Foi por esta altura, ainda em 2001, que Elena se viu forçada a regressar à Rússia, deixando cá o marido: “não aguentei as saudades da minha filha. Chorava de dia e de noite. Cheguei a perder nove quilos num mês. Fiquei mesmo com uma depressão”, conta a mãe, emocionada, que, em janeiro de 2002, voltou para Portugal já com a filha Sofia, de seis anos, e o gato Markize: “regressei assim que pude porque a Mealhada já era a minha terra, não fazia sentido estar noutro lugar”. A família cresceu em 2003, com o nascimento de Catarina Gabdrakhmanova. Os padrinhos da mais nova são portugueses que se tornaram “família”. Sofia tem agora 23 anos: é agente da PSP e vive em Lisboa. Catarina tem 15 e estuda na Escola Secundária da Mealhada. As duas sabem falar e escrever russo e conhecem as tradições do país onde os pais nasceram.

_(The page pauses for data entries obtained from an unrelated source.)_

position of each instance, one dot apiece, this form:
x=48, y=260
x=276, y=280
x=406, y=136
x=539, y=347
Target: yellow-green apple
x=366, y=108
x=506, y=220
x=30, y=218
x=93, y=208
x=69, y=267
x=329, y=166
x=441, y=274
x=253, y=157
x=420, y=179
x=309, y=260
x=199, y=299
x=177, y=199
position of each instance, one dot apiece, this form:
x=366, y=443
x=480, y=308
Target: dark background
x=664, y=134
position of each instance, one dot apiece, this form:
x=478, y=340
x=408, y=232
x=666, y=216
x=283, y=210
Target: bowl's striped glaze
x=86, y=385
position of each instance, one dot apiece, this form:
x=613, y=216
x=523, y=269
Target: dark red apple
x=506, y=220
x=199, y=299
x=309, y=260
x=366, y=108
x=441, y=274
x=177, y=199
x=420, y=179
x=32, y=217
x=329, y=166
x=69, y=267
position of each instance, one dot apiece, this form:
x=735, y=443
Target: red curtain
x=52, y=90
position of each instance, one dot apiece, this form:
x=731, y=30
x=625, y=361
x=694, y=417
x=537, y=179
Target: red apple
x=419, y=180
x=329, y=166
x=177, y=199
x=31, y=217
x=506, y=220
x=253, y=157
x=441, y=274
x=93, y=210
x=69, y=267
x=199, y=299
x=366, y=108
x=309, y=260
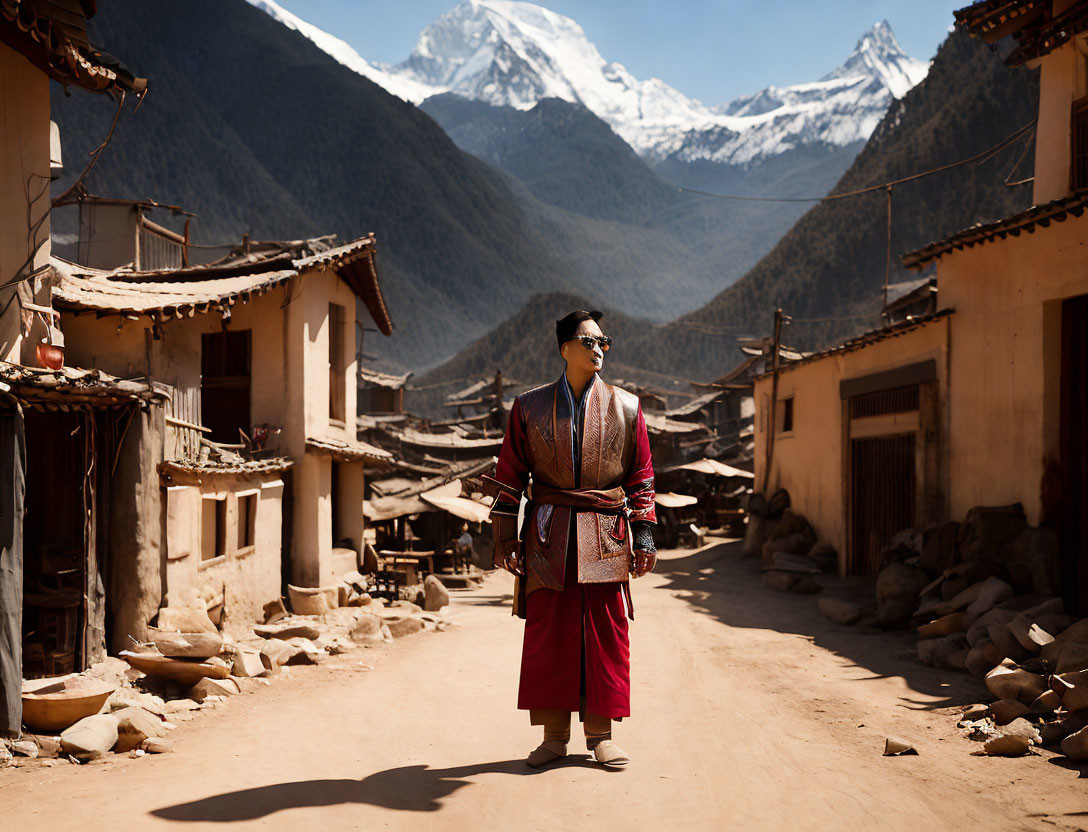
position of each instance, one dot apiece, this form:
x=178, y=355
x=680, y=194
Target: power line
x=1011, y=138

Nestes 18 anos, Elena e Lenar, que já têm dupla nacionalidade, trabalharam em várias áreas em nada relacionadas com a formação superior que adquiriram na Rússia. Hoje Elena é rececionista do hotel Portagem Bairrada Center, na Mealhada, e Lenar trabalha na Pavigrés Cerâmicas, S.A., em Anadia. “A vida deu uma grande volta e a formação não nos valeu de nada. Tivemos que aceitar o trabalho que surgiu, gostando ou não”, conclui Elena, num português com sotaque russo.

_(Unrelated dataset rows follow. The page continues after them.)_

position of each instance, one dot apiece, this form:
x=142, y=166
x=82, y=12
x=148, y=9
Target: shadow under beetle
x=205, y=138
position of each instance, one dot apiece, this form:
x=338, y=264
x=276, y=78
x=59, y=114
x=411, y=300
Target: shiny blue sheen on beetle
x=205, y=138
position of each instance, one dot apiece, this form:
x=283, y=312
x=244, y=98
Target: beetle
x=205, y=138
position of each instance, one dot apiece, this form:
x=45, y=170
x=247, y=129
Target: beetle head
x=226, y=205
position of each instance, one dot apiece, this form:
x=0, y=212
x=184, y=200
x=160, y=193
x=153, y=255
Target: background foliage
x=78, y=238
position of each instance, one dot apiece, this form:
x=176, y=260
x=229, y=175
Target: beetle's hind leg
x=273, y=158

Voltar para a Rússia está fora de questão. “O futuro das minhas filhas é aqui e eu também já me sinto mais portuguesa do que russa”. Além disso, gosta de viver no “sossego” e sente-se “perfeitamente integrada” em Portugal e com os portugueses, que sempre a ajudaram “muito”. A língua não é “fácil”, mas vai continuar a frequentar cursos para aprender mais. Voltar à universidade, para estudar Medicina, é um sonho que vai adiando: “as minhas filhas estão sempre em primeiro lugar. Trabalho para investir no futuro delas”.

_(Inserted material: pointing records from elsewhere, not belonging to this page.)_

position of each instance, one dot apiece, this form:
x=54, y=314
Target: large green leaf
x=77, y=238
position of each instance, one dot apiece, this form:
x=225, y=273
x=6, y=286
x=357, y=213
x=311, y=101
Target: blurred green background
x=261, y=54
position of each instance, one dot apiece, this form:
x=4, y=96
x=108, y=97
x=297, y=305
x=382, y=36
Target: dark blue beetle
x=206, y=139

Desde 2001, na Rússia – observa Elena Gabdrakhmanova – pouco ou não mudou. “É um país que vive em função do dólar e onde não há classe média: só muito ricos e muito pobres. Nas notícias, diz-se que é um país forte, mas a verdade é outra. Há lá muita miséria.” Elena, que já foi “o 112 de muitos emigrantes”, continua a receber pedidos de ajuda de pessoas que querem trocar a Rússia por Portugal: “nunca os enganei. Digo-lhes sempre que Portugal não é um país rico e que, para viver dignamente, é preciso trabalhar muito. Mas, mesmo assim, as pessoas querem vir para um lugar tranquilo e seguro por causa dos filhos”. Elena compreende-os: “eu também prefiro ganhar pouco e viver em paz. Trabalhar perto de casa e saber que no final do mês recebo o salário certinho é muito bom. Além disso, em Portugal, mesmo ganhando pouco, é possível viver bem e até poupar”.